Use sqlite3 to create the tables in a database called $HOME/onlinebooks.db. You can do all of this from within Jupyter Lab.

%sql sqlite:///$HOME/onlinebooks.db
%%sql

CREATE TABLE ...

Run the following queries to confirm and show your table schemas.

PRAGMA table_info(categories);
PRAGMA table_info(books);

Question 3 (2 pts)

  1. Update the function "get_category" from project 11. After you get the information about categories from the website, populate the "categories" table with that data.

  2. Run a couple of queries that demonstrate that the data was successfully inserted into the database.

Here is partial code to assist.

import sqlite3
# connect to database
conn = sqlite3.connect('onlinebooks.db')
cur = conn.cursor()
for category in categories:
    cur.execute('INSERT INTO CATEGORIES (CATEGORY) VALUES (?)',(category,))
conn.commit()
conn.close()

Question 4 (2 pts)

  1. Update the function "get_all_books" from project 11. After you get the information about books from from website, populate the "books" table with that data.

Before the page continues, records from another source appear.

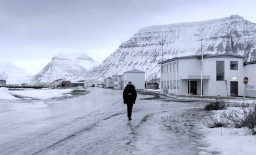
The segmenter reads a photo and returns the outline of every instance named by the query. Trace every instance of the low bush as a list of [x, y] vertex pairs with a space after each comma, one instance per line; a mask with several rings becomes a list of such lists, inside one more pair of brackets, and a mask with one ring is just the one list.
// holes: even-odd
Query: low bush
[[222, 110], [225, 108], [225, 103], [220, 101], [212, 102], [204, 106], [204, 110], [207, 111]]
[[211, 128], [214, 127], [226, 127], [228, 124], [223, 119], [218, 119], [216, 116], [210, 118], [205, 120], [204, 122], [205, 126]]

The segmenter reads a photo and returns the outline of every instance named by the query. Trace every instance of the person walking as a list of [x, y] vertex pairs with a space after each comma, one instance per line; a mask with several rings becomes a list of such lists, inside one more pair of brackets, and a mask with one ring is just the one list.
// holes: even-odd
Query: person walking
[[133, 110], [133, 106], [135, 103], [135, 100], [137, 98], [137, 92], [135, 87], [131, 81], [128, 82], [126, 87], [123, 90], [123, 103], [127, 106], [127, 117], [129, 120], [131, 120], [131, 112]]

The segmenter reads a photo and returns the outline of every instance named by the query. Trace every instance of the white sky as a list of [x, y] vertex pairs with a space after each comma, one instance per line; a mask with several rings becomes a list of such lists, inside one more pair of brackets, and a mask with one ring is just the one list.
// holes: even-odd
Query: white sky
[[0, 0], [0, 61], [39, 72], [55, 55], [105, 59], [140, 29], [238, 14], [256, 22], [254, 0]]

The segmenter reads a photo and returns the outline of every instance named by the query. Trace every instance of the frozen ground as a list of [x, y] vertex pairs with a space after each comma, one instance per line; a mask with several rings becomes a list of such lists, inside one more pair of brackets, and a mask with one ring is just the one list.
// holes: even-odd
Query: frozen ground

You may need to scrap new data for a new field of "category" that the book belongs to.

  2. Run a couple of queries that demonstrate that the data was successfully inserted into the database.

In project 11, we used an associate array to hold the book_info like this:

book_info = {
    ....book = {
    "title":title,
    "price":price,
    "category":category_name,
    "availability":availability
}
}

We may need to use a different data structure like tuple to hold book information since we need to insert it to the books table, like this:

book_info =(title,price,category_name,availability)

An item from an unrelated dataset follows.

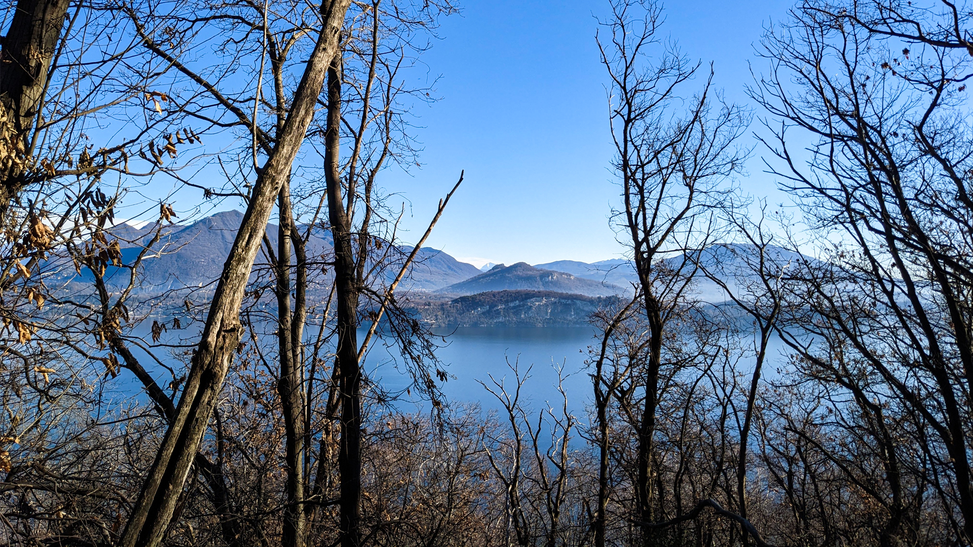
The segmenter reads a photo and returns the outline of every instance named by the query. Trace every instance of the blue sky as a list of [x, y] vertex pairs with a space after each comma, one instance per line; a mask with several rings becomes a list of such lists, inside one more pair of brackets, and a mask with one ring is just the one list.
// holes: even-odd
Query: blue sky
[[[670, 2], [665, 35], [691, 57], [713, 61], [728, 99], [764, 67], [753, 55], [762, 29], [791, 2]], [[388, 171], [384, 185], [411, 204], [411, 234], [466, 170], [430, 246], [469, 262], [594, 262], [624, 248], [609, 227], [618, 187], [609, 167], [605, 73], [595, 43], [606, 2], [467, 0], [425, 55], [442, 100], [416, 109], [423, 167]], [[759, 111], [755, 111], [759, 115]], [[749, 138], [749, 135], [747, 135]], [[739, 183], [781, 198], [762, 173], [759, 148]], [[417, 234], [414, 236], [418, 237]], [[406, 236], [409, 238], [409, 235]]]
[[[763, 28], [784, 18], [791, 5], [670, 2], [662, 34], [690, 58], [712, 61], [717, 89], [748, 104], [751, 63], [756, 73], [765, 70], [754, 46]], [[622, 256], [625, 247], [609, 224], [620, 198], [610, 168], [606, 74], [595, 42], [607, 0], [460, 0], [460, 15], [442, 21], [439, 39], [422, 56], [424, 67], [410, 72], [419, 87], [439, 78], [436, 94], [442, 97], [414, 110], [422, 166], [409, 173], [386, 169], [379, 181], [406, 203], [402, 238], [418, 239], [439, 199], [465, 169], [463, 186], [426, 245], [477, 266]], [[686, 88], [687, 95], [703, 77]], [[212, 140], [207, 146], [217, 144]], [[784, 197], [762, 172], [762, 154], [755, 149], [746, 176], [737, 182], [779, 202]], [[178, 183], [150, 186], [149, 200], [132, 201], [128, 214], [141, 215], [149, 206], [146, 214], [154, 218], [158, 205], [152, 203], [173, 191], [190, 209], [200, 203], [196, 190], [178, 190]], [[187, 193], [193, 199], [186, 200]], [[209, 201], [202, 212], [240, 206]]]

Here is partial code to assist.

import sqlite3

...
# code to get book information
book_info =(title,price,category_name,availability)
# connect to database
conn = sqlite3.connect('onlinebooks.db')
cur = conn.cursor()
for article in articles:
    cur.execute('INSERT INTO BOOKS (title,category,price,availability) VALUES (?,?,?,?)',book_info)
conn.commit()
conn.close()

Project 12 Assignment Checklist

  • Jupyter Lab notebook with your code, comments and output for the assignment

    • firstname-lastname-project12.ipynb

  • Submit files through Gradescope

Please make sure to double check that your submission is complete, and contains all of your code and output before submitting. If you are on a spotty internet connection, it is recommended to download your submission after submitting it to make sure what you think you submitted, was what you actually submitted.

In addition, please review our submission guidelines before submitting your project.